Atomic operations in CUDA kernels on mapped pinned host memory: to do or not to do?

Question 1

The caution is intended for people who are using mapped pinned memory to coordinate execution between the CPU and GPU, or between multiple GPUs. When I wrote that, I did not expect anyone to use such a mechanism in the single-GPU case because CUDA provides so many other, better ways to coordinate execution between the CPU(s) and a single GPU.

If there is strictly a producer/consumer relationship between the CPU and GPU (i.e. the producer is updating the memory location and the consumer is passively reading it), that can be expected to work under certain circumstances.

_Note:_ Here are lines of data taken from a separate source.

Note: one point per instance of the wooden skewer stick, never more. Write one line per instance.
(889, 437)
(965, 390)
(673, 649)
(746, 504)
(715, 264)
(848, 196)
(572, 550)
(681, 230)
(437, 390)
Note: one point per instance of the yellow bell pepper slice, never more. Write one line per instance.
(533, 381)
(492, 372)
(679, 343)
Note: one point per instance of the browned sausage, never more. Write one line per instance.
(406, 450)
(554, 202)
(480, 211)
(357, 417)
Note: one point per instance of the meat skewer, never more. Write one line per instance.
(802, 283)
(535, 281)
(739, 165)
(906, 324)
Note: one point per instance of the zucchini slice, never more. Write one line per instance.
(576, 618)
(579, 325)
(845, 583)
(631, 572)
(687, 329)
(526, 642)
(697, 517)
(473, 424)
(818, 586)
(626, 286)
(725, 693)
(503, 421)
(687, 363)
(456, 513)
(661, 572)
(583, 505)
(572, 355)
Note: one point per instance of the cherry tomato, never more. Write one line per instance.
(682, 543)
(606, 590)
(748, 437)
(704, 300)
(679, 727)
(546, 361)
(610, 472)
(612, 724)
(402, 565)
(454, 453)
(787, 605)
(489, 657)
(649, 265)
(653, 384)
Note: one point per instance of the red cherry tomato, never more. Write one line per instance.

If the GPU is the producer, the CPU would see updates to the memory location as they get posted out of the GPU’s L2 cache. But the GPU code may have to execute memory barriers to force that to happen; and even if that code works on x86, it’d likely break on ARM without heroic measures because ARM does not snoop bus traffic.

If the CPU is the producer, the GPU would have to bypass the L2 cache because it is not coherent with CPU memory.

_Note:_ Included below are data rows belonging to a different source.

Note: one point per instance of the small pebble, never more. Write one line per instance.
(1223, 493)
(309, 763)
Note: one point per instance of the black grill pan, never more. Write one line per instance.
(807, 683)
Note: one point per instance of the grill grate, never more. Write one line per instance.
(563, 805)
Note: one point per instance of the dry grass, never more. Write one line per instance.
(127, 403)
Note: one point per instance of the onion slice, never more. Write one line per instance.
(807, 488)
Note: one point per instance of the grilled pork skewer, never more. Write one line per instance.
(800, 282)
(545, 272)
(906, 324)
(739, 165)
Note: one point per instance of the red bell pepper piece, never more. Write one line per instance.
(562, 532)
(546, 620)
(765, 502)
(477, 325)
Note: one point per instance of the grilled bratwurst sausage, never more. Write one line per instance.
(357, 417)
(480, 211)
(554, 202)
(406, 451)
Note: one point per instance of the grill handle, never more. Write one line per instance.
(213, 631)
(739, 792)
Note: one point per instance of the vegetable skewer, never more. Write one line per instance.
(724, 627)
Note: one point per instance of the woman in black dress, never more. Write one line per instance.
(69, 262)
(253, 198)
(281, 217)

If the CPU and GPU are trying to update the same memory location concurrently, there is no mechanism to ensure atomicity between the two. Doing CPU atomics will ensure that the update it atomic with respect to CPU code, and doing GPU atomics will ensure that the update is atomic with respect to the GPU that is doing the update.

All of the foregoing discussion assumes there is only one GPU; if multiple GPUs are involved, all bets are off. Although atomics are provided for in the PCI Express 3.0 bus specification, I don’t believe they are supported by NVIDIA GPUs. And support in the underlying platform also is not guaranteed.

It seems to me that whatever a developer may be trying to accomplish by doing atomics on mapped pinned memory, there’s probably a method that is faster, more likely to work, or both.

Question 2

Yes, this works atomically from a single GPU. So if no other CPU or GPU is accessing the memory it will be atomic. Atomics are implemented in the L2 cache and the CROP (on various GPUs), and both can handle system memory accesses.

It will be slow, though. This memory is not cached on the GPU.

When Nick says, "the facilities to enforce mutual exclusion for locked operations are not visible to peripherals on the PCI express bus", it makes me think he's referring to the lack of atomicity when accessing that memory from both processors, which is correct.